*This contains some spoilers about the film You Were Never Really Here
“That was an incredible movie but I don’t know if I can watch it again” was my immediate response as the final credits rolled for Lynne Ramsay’s film, You Were Never Really Here.
I didn’t know much about the film before going into it, other than this brief description I read from Rotten Tomatoes:
“A traumatized veteran, unafraid of violence, tracks down missing girls for a living. When a job spins out of control, Joe’s nightmares overtake him as a conspiracy is uncovered leading to what may be his death trip or his awakening.”
As I sat through the film, I was continually amazed at Phoenix’s performance and the cinematography and how they stunningly portrayed the lead character, Joe, and the effects of unresolved trauma and PTSD.

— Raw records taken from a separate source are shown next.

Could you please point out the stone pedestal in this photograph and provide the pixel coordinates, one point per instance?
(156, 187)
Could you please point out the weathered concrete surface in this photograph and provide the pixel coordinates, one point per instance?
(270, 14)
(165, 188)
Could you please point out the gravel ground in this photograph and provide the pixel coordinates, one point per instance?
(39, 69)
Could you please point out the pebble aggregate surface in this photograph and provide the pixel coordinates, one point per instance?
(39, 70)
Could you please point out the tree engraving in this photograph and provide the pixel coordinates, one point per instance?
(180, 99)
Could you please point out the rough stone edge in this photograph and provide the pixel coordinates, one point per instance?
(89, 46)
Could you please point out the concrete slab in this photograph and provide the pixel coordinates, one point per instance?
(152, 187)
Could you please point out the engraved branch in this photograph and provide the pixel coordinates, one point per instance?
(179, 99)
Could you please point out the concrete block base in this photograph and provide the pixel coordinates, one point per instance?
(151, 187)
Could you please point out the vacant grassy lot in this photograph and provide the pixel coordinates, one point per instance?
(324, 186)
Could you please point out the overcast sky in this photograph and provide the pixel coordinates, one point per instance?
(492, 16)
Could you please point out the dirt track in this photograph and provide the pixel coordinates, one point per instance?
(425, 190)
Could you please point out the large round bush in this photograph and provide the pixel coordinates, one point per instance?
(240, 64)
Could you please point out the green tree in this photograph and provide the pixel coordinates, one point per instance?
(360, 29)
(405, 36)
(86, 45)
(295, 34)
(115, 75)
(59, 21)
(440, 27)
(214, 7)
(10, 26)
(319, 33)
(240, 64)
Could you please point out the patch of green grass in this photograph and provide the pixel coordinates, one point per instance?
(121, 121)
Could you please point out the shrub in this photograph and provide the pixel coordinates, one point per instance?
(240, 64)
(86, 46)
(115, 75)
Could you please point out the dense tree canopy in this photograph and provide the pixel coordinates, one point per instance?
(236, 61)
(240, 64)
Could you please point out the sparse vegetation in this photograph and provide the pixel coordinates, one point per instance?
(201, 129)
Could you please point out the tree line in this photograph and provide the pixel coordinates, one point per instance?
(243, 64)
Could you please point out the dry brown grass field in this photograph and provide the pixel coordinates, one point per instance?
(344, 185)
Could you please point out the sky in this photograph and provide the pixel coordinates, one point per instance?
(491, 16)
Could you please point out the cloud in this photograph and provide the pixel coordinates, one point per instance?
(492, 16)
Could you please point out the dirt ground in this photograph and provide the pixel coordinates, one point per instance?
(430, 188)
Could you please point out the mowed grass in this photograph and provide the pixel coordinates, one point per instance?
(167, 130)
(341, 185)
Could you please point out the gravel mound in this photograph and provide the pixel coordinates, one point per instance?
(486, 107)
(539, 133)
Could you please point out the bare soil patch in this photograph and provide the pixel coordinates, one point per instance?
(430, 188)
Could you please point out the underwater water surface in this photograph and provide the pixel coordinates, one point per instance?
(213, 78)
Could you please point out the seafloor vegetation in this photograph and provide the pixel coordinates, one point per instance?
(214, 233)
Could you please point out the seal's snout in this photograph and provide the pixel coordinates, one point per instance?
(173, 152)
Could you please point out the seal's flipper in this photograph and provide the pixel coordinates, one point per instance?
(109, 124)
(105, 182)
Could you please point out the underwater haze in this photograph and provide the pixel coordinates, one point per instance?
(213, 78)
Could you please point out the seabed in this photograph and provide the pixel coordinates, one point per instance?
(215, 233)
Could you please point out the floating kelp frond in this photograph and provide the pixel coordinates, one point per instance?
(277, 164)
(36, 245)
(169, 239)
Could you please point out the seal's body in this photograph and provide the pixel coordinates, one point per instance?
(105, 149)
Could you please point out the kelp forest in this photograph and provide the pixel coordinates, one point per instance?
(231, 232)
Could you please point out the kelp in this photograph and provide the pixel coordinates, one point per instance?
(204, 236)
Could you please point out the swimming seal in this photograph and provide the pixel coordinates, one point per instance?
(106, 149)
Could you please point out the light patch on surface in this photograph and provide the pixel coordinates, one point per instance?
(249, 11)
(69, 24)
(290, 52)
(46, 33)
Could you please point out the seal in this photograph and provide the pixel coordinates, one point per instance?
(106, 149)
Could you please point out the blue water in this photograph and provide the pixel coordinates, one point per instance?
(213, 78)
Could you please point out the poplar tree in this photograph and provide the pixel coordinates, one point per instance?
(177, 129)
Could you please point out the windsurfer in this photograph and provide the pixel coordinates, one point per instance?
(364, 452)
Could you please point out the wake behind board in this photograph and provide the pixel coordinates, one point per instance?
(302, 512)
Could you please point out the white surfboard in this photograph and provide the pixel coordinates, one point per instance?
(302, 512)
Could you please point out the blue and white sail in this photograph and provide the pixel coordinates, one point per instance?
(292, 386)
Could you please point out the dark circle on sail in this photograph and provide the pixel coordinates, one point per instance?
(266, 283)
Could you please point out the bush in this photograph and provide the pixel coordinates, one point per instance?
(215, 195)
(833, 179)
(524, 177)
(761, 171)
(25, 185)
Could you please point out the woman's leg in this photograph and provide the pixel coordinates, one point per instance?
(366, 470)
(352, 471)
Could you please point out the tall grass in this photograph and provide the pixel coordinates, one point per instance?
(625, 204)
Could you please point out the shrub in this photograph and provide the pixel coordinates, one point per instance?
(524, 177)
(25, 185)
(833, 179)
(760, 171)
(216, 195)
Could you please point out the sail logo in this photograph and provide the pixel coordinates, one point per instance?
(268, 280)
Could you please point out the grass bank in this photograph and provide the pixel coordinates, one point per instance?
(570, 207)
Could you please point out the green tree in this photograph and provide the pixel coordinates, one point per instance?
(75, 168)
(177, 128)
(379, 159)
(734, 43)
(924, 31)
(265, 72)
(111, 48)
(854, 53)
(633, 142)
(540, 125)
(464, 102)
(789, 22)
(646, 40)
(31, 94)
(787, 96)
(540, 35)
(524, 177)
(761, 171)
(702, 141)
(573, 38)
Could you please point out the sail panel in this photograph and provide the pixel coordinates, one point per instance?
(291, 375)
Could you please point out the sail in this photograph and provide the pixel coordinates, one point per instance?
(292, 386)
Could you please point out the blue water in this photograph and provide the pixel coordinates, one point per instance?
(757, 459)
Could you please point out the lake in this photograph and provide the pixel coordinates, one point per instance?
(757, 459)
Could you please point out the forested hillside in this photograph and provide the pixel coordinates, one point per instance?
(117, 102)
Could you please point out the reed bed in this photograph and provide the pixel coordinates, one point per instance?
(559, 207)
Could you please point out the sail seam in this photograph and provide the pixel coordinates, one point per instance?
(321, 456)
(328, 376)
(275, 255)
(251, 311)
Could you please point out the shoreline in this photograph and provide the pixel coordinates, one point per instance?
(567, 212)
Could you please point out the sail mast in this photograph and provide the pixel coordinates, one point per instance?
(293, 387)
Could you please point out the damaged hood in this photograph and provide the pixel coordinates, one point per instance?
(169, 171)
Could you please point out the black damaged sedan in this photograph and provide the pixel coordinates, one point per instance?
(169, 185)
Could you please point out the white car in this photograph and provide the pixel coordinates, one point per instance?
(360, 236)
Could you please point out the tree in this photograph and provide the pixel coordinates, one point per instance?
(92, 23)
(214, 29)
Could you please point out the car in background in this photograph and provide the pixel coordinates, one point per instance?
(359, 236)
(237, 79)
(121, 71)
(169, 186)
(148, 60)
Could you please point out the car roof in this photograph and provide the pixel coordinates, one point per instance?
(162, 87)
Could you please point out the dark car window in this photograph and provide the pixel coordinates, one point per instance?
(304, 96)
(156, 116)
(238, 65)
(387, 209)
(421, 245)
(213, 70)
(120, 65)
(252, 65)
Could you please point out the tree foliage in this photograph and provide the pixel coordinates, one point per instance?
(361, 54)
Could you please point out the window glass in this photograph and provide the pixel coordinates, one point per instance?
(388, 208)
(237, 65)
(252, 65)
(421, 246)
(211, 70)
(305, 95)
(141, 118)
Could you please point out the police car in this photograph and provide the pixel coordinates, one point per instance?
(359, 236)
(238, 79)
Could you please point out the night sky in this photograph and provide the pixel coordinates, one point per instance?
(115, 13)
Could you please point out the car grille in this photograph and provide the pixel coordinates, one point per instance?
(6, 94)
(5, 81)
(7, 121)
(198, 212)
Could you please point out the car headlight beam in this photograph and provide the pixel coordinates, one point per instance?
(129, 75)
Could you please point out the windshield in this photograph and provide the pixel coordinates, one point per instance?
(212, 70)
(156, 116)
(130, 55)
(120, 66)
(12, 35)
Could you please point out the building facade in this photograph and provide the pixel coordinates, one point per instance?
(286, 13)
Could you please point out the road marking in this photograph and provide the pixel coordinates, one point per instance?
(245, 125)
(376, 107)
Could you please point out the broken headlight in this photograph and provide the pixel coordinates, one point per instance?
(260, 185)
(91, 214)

Trauma and PTSD can result in sudden flashbacks and memories that not only hijack your mind but also your body. These are not like typical memories with a beginning, middle, and end; like when you remember your first kiss or your trip to the grocery store this week. In those memories there is a clear beginning of the story, middle of the story, and end of the story that your mind constructs. With traumatic flashbacks, your memories flood your brain and hijack your body. It is like the thing from your past is now your present.
Ramsay demonstrated this beautifully and disturbingly in her film. We do not see a beginning, middle, and end explaining that Joe suffered abuse as a child. Rather, we see sporadic flashbacks as he’s going about his day that allow us to piece this together. We do not see the whole picture, only fragments. With trauma, this is often the case.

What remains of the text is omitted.